Here, the record demonstrates that the source selection authority (SSA) considered the relative merits of the past performance proposals. The SSA recognized “there is a difference in each offeror's individual relevancy ratings.” AR, Tab 17, SSD at 15. Nevertheless, given each offeror's overall record of recency, relevancy, and quality of performance, the SSA found that “there is no substantial difference among [the] highest rated offeror[s'] past performance records that makes one offeror superior to the others in the past performance factor.” Id. Because he did not consider the protester's past performance record to be superior to MilTrain's, the SSA concluded that payment of a price premium to the protester was not warranted. Id. at 16. As we did not find a basis to object to the agency's past performance analysis upon which a portion of the protester's best-value argument is based, we see no basis on which to fault with the Air Force's best-value analysis. As such, we deny this allegation.
The protest is denied.[2]
Edda Emmanuelli Perez
General Counsel
[1] SOFIS-TRG also alleged that the awardee was ineligible for award under the solicitation's facility clearance requirement. Protest at 9-12. The protester withdrew this allegation. Comments at 1 n.1.

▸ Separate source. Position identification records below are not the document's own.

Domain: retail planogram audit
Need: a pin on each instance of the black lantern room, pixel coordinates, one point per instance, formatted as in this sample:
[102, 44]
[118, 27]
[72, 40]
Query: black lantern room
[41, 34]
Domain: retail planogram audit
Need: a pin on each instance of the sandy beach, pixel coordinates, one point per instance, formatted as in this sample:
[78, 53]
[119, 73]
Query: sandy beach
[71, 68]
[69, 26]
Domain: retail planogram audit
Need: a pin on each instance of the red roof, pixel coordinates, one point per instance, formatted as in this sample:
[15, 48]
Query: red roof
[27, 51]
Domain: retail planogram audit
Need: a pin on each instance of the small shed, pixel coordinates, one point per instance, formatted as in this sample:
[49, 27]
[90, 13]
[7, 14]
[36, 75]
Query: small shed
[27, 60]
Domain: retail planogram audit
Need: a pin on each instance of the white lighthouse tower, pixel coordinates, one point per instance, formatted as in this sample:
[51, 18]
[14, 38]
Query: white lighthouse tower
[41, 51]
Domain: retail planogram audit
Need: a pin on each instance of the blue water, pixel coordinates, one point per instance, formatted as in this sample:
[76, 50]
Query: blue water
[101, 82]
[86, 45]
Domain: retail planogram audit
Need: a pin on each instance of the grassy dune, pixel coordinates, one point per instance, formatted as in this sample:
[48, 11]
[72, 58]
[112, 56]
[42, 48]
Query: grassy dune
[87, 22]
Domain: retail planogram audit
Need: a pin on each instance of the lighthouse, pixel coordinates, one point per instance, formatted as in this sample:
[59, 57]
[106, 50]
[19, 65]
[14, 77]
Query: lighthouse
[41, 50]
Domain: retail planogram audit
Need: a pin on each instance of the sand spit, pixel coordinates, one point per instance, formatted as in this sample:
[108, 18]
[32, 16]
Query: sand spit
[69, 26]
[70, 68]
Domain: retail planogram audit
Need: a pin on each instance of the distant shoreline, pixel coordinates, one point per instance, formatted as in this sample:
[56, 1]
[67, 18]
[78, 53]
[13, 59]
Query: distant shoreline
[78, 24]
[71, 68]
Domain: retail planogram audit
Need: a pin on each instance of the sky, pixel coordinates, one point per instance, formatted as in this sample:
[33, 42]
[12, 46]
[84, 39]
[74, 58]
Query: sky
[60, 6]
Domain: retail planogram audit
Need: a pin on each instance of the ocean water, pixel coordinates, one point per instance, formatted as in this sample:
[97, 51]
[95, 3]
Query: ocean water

[2] For the first time in its comments on the agency report, SOFIS-TRG asserts that the agency “failed to provide sufficient documentation relating to its overall Factor 2 [past performance] evaluation.” Comments at 5. The protester argues that, “[b]ecause the Agency cannot point to unredacted evidence to fully support its purportedly holistic past performance evaluation, the contemporaneous evaluation record is devoid of explaining how MilTrain's pending award is reasonable.” Id. at 6. The protester timely alleged that the awardee lacked recent or relevant past performance, Protest at 14, allegations that SOFIS-TRG abandoned in its response to the agency report. See Comments at 4-6; see also Avionic Instruments LLC, B-418604.3, May 5, 2021, 2021 CPD ¶ 196 at 5 (noting that, where a protester fails to provide a substantive response to agency's defense of its conduct of the procurement, we dismiss those allegations as abandoned). The protester did not allege that the agency unreasonably evaluated the quality of the awardee's past performance. See Protest at 14. Because the protester did not assert that the agency unreasonably evaluated the quality of the awardee's past performance, documents related to the agency's evaluation of the quality of MilTrain's past performance were not relevant, and the agency was not required to document that portion of its evaluation. See 4 C.F.R. § 21.3(d) (noting that the agency report shall contain “all relevant documents”).